The chief criticism is that the new guidance raises the standards for accusations across the board and imposes unjust requirements on victims.
For instance, victims will now have to face their attackers in a situation similar to open court, and schools will effectively be forced to raise evidentiary standards from a “preponderance of the evidence” to “clear and convincing evidence.”
The rule “requires schools to select one of two standards of evidence, the preponderance of the evidence standard or the clear and convincing evidence standard — and to apply the selected standard evenly to proceedings for all students and employees, including faculty,” according to a DOE press release.
This change was inserted with the broadly understood knowledge that most schools will not choose to lower the “clear and convincing” bar already in place for resolving other types of campus disputes, because faculty and staff generally favor the highest possible standards for those allegations.

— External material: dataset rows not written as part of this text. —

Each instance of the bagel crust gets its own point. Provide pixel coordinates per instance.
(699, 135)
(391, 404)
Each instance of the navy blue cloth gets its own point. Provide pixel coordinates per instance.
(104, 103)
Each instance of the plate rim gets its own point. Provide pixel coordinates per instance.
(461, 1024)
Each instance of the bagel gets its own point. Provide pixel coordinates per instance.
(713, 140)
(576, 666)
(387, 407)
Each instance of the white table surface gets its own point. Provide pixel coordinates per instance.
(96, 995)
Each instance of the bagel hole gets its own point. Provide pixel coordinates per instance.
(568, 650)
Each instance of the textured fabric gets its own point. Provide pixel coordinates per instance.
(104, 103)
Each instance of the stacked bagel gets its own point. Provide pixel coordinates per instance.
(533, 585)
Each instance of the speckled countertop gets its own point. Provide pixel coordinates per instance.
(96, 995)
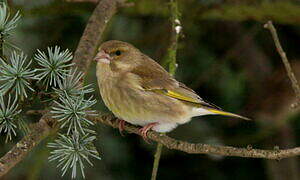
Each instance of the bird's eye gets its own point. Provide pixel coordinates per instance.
(118, 53)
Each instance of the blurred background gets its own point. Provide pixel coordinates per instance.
(225, 55)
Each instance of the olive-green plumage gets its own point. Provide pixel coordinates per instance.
(138, 90)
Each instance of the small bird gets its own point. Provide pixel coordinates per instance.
(141, 92)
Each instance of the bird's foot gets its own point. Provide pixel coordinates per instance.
(143, 131)
(121, 126)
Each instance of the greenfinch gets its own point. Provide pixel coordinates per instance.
(141, 92)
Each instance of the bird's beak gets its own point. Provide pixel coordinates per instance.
(102, 57)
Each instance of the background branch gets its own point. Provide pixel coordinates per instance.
(269, 25)
(171, 65)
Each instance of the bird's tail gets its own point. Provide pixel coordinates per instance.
(221, 112)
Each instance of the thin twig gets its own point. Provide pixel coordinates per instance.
(156, 160)
(198, 148)
(269, 25)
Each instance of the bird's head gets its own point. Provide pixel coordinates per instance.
(117, 54)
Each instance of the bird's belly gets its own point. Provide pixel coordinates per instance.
(143, 107)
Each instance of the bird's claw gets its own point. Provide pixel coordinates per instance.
(121, 126)
(143, 131)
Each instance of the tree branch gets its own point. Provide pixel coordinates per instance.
(22, 148)
(197, 148)
(269, 25)
(82, 58)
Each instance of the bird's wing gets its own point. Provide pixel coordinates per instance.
(155, 78)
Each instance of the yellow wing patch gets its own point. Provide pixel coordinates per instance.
(176, 95)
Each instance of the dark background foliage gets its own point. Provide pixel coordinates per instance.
(225, 55)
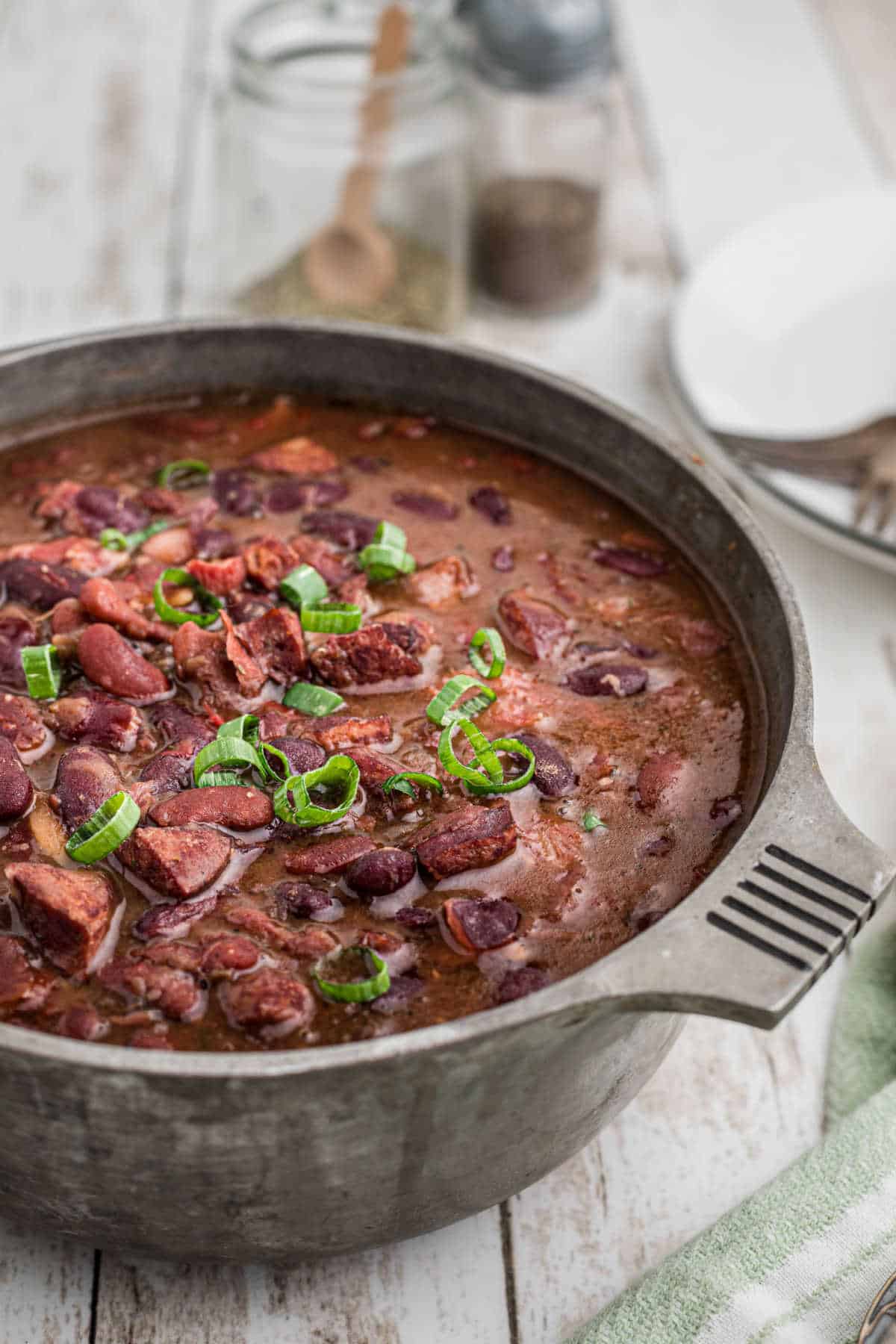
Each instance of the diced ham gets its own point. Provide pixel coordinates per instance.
(363, 658)
(276, 643)
(532, 625)
(178, 862)
(175, 992)
(97, 724)
(328, 855)
(270, 1003)
(472, 838)
(226, 806)
(296, 457)
(67, 912)
(444, 584)
(220, 577)
(111, 663)
(20, 722)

DeVos also effectively removed the Bush and Obama administrations’ non-compulsory “soft ban” on mediation in cases of alleged sexual violence. Administrators would once again be allowed to pressure accusers into the mediation process, which critics say minimizes their experience and requires victims to face and forgive their attackers.
Schools often prefer the mediation process, which is less time-consuming and does not require the same level of resources demanded by a full investigation. Mediation results are confidential, rather than public.
This rule also raises the bar for what constitutes harassment — it now must be an incident that denies access to education. At the same time, it narrows the definition of sexual harassment from “unwelcome conduct of a sexual nature” to the Supreme Court’s much more attenuated language: “unwelcome conduct on the basis of sex that is so severe, pervasive and objectively offensive that it denies a person access to the school’s education program or activity.”
Victim advocacy group Know Your Title IX said those overhauls will “force students to endure repeated and escalating levels of abuse without being able to ask their schools for help.”
The rule also reduces a school’s investigative responsibilities to on-campus incidents only and lifts the 60-day timeline for campus investigations, opening up the option to delay the adjudication process, perhaps indefinitely.
Schools that don’t comply with the new rules could lose federal funding.
The guidance seems at odds with Title IX-related legislation passed by Texas lawmakers earlier this year, the first in the nation to implement criminal liability for failure to “properly” report sexual misconduct involving a student to an appropriate Title IX coordinator.
This law was interpreted in opposite ways by different parties, so it passed with full bipartisan support. Victim advocates had lobbied for compulsory reporting, which backfired: Now, anyone employed by a college or university in Texas — all faculty and staff, including graduate assistants — must report all claims or knowledge they have of an incident or potentially be held criminally liable for negligence, punishable by up to a year in jail.
This also applies, however, to accounts a student offers in confidence, which could have a chilling effect on reports: Not only will the accusation get kicked up the chain, but students won’t be guaranteed any rights of privacy or anonymity. This might result in a short-term spike in accusations, but advocates believe that over time, fears about personal privacy and confidentiality are likely to reverse that trend.